📜 ⬆️ ⬇️

Backblaze statistics, a scientific approach to analyzing drive reliability

The firm Backblaze regularly publishes statistics on the failures of its hard drives, and even laid out in free access the full archov with the SMART statistics of the parameters of all their drives.


In this article I will show how using with scrap and some mother using scientific methods to calculate the reliability of drives.


Survival Analysis


In statistics, a section called “survival analysis” deals with survival or reliability analysis .


In short, this is a set of methods that allow comparing and counting how various factors affect life expectancy (in medicine), time between failures (in mechanics), etc. In general, this is an analysis of the time before the onset of some event. That is, to answer the question, such as: “What will be the proportion of survivors among patients some time after the applied treatment technician?” Or “What percentage of accumulators will fail next year?”.


At the same time, the answers to such questions must be sought when the time of observation of the patients (or accumulators) is limited and it is not possible to determine the lifetime of all patients.


Terms



Data


Backblaze laid out in open access a database with all the SMART parameters of all its hard drives, in .csv format, divided into files by day. If all these files are imported into the database (they offer their own scripts for importing into sqlite3), then we get a table with 90126570 entries, it takes about 19 GB and describes 122619 drives. I made a small script that pulls the following data about each drive into one table: manufacturer, model, serial number, capacity, service start date, operation time either until the end of the observation (SMART 9 parameter), or before the event and an indication of the event. A CSV file with this information can be downloaded here :


image
Schedule 0 : Distribution of drives by volume and date of commissioning.


Statistics


For processing, I will use R with tidyverse, survival, survminer, zoo packages
To begin with, an example of how to represent the function of survival:


image
Graph 1 : The survival function for the ST31500341AS drive.

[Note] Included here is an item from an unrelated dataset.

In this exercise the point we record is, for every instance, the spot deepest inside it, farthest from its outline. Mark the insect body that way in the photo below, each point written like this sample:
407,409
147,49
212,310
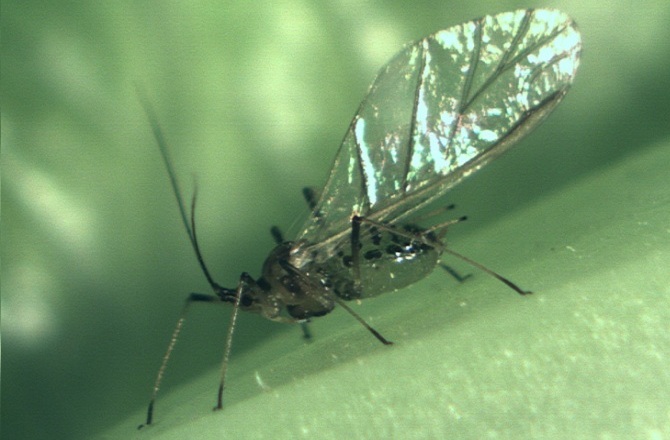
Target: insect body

We look at schedule 1: This is an example of a survival schedule according to the Kaplan-Meier methodology, the percentages of surviving devices are plotted on the vertical axis, and the number of days on the horizontal axis. Crosses show censored devices (i.e., they have survived at least until X, and then traces are lost). Dotted lines indicate 95% confidence intervals. The Kaplan-Meier methodology ( KM ) appeared back in the year 58 and has since been actively used to describe the survival function, it should be noted that this is a non-parametric method, and uses a piecewise linear function to approximate the survival function (that is, with a small amount of data are clearly visible steps). In the survival package, this is done as follows:


 survfit(Surv(age_days, status) ~ 1, ...) 

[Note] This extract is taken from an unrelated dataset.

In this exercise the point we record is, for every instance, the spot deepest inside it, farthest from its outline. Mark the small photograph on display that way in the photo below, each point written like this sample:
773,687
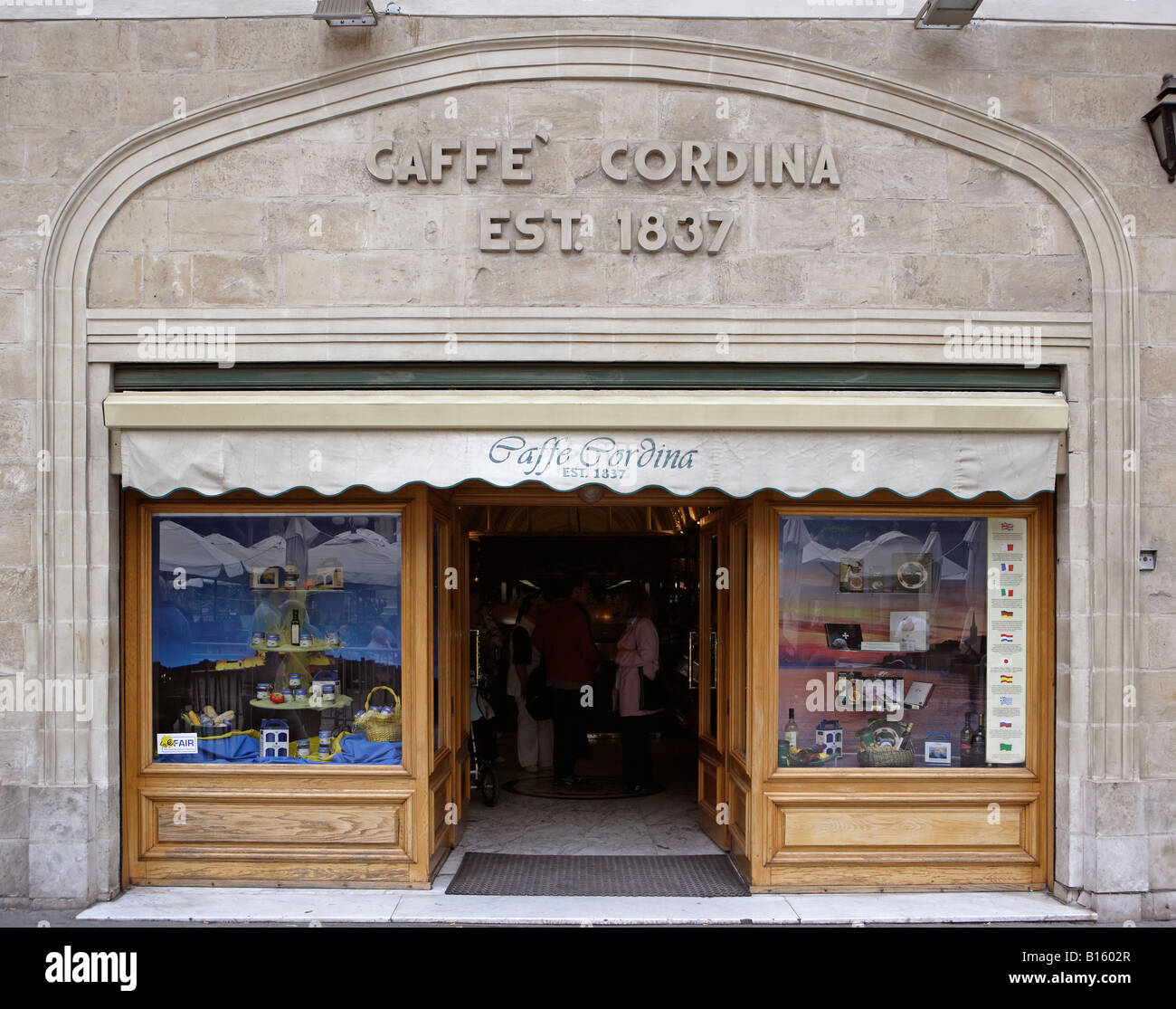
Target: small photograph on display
909,629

Where as an argument first comes the formula where on the left a special function Surv shows that we are dealing with data and events, and then the data source: age_days - time, status - the code for the event (1 - events occurred, 0 - data rationalized). The result can be beautifully drawn using the survminer .


The KM method allows you to compare the survival functions with each other to determine if there is a statistically significant difference between them, for example, you took data on two drive models: ST31500341AS and ST31500541AS:


 survfit(Surv(age_days, status) ~ model, ...) 

image
Chart 2 : Survival functions for ST31500341AS and ST31500541AS drives


For comparison of distributions we use the survdiff function:


 survdiff(Surv(age_days, status) ~ model, ...) N Observed Expected (OE)^2/E (OE)^2/V model=ST31500341AS 787 216 125 66.4 84.3 model=ST31500541AS 2188 397 488 17.0 84.3 Chisq= 84.3 on 1 degrees of freedom, p= 0 

For us, the most important thing is the last line, with the value of p, it shows the probability that the distributions are not significantly different, in this case it is even evident that this cannot be.


It is worth noting that in this way you can only say - is there a difference or not, that is, it is not possible to say that strata A dies XX% faster than strata B.


Another interesting graph, let's see how the vitality of the most popular backblaze drive (ST4000DM000) changed with the installation time:


 survdiff(Surv(age_days, status) ~ start_quarter, ...) 

image
Chart 3 : Survival functions for ST4000DM000 drives, depending on the start date.


It can be seen that there is a difference (p <0.0001) but it is interesting to know how big it is.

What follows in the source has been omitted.